The most important aspect of contagion containment is effective, immediate hand hygiene using soap and water.

Food and Drink
Your child will receive intravenous fluid therapy until they are able to eat or drink adequately. The aim of IV fluid therapy is to correct and/or prevent dehydration. This treatment will be discontinued as soon as your child’s oral intake increases and/or the diarrhea decrease. As your child begins to drink the preferred fluids are a specially prepared solution (to replenish sugars and electrolytes) or teas, with a gradual reintroduction of solid foods. If the diarrhea has been present for just a short time (day) your child may start to eat regularly immediately. In cases where the diarrhea has been present for longer the introduction of solid foods should be more gradual. A bland diet should consist of soy milk, mashed bananas, mashed potatoes, rice and bread. A dietician will guide you throughout the hospitalization as well as providing guidance pertaining to food intake.

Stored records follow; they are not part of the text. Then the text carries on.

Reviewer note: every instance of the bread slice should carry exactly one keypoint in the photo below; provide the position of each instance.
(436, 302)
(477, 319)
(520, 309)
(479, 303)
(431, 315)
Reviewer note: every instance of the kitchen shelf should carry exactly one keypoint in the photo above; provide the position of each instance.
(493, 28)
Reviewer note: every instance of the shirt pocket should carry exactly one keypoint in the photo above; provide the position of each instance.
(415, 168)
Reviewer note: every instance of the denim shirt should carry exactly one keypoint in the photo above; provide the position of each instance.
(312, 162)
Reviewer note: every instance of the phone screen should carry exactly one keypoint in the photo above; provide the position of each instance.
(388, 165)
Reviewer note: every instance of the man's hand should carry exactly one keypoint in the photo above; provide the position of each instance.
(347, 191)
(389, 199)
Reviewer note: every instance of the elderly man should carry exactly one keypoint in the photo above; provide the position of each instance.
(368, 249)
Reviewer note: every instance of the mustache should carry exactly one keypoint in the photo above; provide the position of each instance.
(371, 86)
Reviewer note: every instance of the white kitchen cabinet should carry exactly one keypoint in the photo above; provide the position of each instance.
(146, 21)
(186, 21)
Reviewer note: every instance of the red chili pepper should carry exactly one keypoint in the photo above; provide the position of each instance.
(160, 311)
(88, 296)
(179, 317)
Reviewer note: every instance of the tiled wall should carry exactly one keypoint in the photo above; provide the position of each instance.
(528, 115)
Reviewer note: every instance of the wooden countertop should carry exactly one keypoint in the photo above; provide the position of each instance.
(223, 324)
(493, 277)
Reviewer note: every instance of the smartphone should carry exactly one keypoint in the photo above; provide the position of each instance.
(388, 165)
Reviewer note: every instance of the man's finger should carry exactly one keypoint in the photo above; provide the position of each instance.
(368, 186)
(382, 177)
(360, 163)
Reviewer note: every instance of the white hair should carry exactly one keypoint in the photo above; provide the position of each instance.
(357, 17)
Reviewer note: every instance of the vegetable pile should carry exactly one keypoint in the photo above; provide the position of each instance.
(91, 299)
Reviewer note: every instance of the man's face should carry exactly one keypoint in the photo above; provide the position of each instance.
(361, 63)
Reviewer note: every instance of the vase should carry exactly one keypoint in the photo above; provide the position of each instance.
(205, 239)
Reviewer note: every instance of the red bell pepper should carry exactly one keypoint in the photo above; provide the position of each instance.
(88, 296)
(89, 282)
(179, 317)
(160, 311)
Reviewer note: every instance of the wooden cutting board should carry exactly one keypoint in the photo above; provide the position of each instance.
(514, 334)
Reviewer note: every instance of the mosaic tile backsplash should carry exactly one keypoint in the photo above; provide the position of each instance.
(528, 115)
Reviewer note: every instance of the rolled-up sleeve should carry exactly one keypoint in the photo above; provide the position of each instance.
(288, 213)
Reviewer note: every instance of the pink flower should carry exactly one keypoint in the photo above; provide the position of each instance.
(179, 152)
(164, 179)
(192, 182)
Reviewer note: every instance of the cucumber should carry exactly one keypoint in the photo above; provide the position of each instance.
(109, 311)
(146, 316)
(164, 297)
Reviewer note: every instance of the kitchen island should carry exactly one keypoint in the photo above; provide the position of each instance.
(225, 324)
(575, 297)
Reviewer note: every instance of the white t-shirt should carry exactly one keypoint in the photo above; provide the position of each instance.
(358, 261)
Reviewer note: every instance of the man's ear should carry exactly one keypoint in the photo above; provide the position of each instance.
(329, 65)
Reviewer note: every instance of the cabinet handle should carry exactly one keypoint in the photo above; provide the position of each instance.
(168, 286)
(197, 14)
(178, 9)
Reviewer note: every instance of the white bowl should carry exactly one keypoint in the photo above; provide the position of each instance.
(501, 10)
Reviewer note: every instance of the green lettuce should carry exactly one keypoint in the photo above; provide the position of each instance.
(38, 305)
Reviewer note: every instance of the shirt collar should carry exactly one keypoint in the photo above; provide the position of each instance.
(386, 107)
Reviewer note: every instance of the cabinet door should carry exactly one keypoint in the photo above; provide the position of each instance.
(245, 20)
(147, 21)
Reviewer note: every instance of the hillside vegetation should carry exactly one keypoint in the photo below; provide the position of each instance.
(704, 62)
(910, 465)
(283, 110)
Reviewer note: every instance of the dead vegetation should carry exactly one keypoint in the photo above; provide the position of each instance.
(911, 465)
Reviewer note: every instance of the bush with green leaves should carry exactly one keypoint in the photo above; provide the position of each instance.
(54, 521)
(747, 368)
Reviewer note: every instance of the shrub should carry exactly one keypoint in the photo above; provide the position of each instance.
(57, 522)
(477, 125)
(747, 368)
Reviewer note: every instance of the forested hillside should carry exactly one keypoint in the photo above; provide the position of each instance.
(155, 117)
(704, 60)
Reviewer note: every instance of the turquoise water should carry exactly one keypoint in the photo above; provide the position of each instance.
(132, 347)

Parents are requested to inform the nursing staff the child’s intake to thorough follow up on the child’s nutritional needs.

In order to prevent causing additional diarrhea, it is preferred to measure temperature via the axilla (underarm) and not via the rectum.

Skin Care
Repeated diarrhea stools may cause skin rash/breakdown in the diaper area. It is recommended to use a petroleum based cream to prevent excoriation. If skin irritation continues please notify the nurse.